I have had no mail for two days and as a result I have done much reading. First I finished "The Nutmeg Tree" by Margery Sharp. I found found it most amusing and the characters well drawn. If you want something light, you can spend a pleasant afternoon with Julia and the other people who seem so lifelike as they move through the story.
I've also read all of the report and some of the speeches made at the health conference, which was held at Washington during the third week of July. It seems to me that many points of view were presented but that it was perhaps too big a gathering for real discussion. I hope that before a five or ten year plan is adopted, we will all have our ultimate objectives clearly in mind.
To me there seem to be three main objectives.
First: we must make medical care available to the low income groups of the nation.

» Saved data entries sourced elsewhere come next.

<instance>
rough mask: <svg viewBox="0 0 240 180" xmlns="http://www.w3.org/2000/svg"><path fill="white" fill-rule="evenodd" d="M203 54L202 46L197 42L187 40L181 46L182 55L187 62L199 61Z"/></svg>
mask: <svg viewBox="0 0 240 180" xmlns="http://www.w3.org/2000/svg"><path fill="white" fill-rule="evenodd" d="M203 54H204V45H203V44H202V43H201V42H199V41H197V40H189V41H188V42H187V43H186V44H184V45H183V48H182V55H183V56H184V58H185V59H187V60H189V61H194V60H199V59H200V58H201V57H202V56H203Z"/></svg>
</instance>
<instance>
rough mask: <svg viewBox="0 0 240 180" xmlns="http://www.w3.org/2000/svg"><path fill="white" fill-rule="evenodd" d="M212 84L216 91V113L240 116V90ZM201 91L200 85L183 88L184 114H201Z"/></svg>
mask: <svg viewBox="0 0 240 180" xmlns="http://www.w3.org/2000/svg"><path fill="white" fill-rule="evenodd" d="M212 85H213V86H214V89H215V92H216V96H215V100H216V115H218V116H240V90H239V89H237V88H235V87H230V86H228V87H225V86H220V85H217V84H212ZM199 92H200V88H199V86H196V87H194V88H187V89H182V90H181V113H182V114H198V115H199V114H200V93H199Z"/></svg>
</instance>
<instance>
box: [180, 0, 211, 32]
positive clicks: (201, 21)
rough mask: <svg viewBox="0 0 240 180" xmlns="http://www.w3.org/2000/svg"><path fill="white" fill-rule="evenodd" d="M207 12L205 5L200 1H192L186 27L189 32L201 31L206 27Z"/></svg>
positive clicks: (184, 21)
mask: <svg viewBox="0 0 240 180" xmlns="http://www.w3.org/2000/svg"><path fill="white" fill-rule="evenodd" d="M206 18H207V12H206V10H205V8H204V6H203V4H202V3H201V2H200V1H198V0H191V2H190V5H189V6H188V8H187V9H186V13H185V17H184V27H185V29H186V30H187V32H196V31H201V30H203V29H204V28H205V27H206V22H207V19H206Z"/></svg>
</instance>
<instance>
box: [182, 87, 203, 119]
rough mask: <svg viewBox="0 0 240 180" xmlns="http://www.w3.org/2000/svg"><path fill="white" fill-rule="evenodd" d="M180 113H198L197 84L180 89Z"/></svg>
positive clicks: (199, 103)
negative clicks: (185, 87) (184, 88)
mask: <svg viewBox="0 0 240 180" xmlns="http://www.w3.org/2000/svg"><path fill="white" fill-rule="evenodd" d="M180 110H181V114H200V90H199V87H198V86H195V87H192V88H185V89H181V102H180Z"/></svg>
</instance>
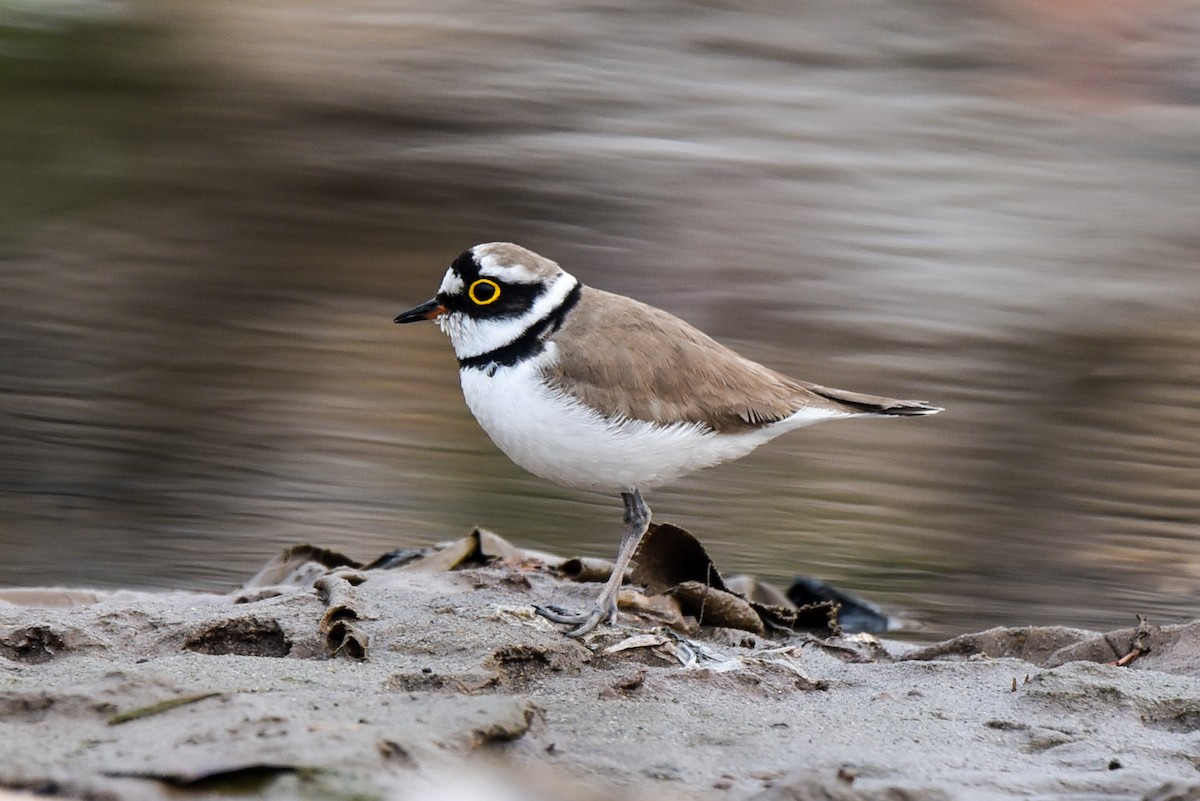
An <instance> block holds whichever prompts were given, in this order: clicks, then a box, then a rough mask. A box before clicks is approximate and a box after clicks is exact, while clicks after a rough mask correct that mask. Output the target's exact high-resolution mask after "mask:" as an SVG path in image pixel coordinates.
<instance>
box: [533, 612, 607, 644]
mask: <svg viewBox="0 0 1200 801" xmlns="http://www.w3.org/2000/svg"><path fill="white" fill-rule="evenodd" d="M534 610H535V612H536V613H538V614H539V615H541V616H542V618H545V619H546V620H548V621H551V622H554V624H563V625H566V626H575V628H570V630H568V631H566V632H564V633H565V634H566V636H568V637H583V636H584V634H587V633H589V632H592V631H593V630H594V628H595V627H596V626H599V625H600V621H602V620H605V619H607V621H608V625H610V626H611V625H613V624H614V622H617V604H612V606H611V607H606V606H604V604H596V606H595V607H593V608H592V609H590V610H589V612H582V613H571V612H566V610H564V609H560V608H558V607H534Z"/></svg>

Second: we must not retard research. Our ignorance in many fields is only fully realized by those who know the most and for that reason are able to gauge how little they really know.
Third: We must demand that continuous education be available and obligatory for all doctors.
We may find that health insurance partially answers our first objective, but it cannot answer the others. There were speakers at the conference who seemed to feel that some system of insurance could be devised to give adequate medical care to all who need it in this country today. They forget, it seems to me, that health to some extent is a question of the education of every individual.
Also, medical care is no substitute for adequate food of the right kind, decent housing, a fair wage, and the type of education which will make a decent standard of living possible. It is one thing to realize that you need an emergency operation, but it is quite another to be willing to pay even a small amount for preventive care, or to be willing to take the trouble to do the things which will keep a family well.
No one plan goes forward alone and they all require an educated people willing to cooperate for the good of the whole people.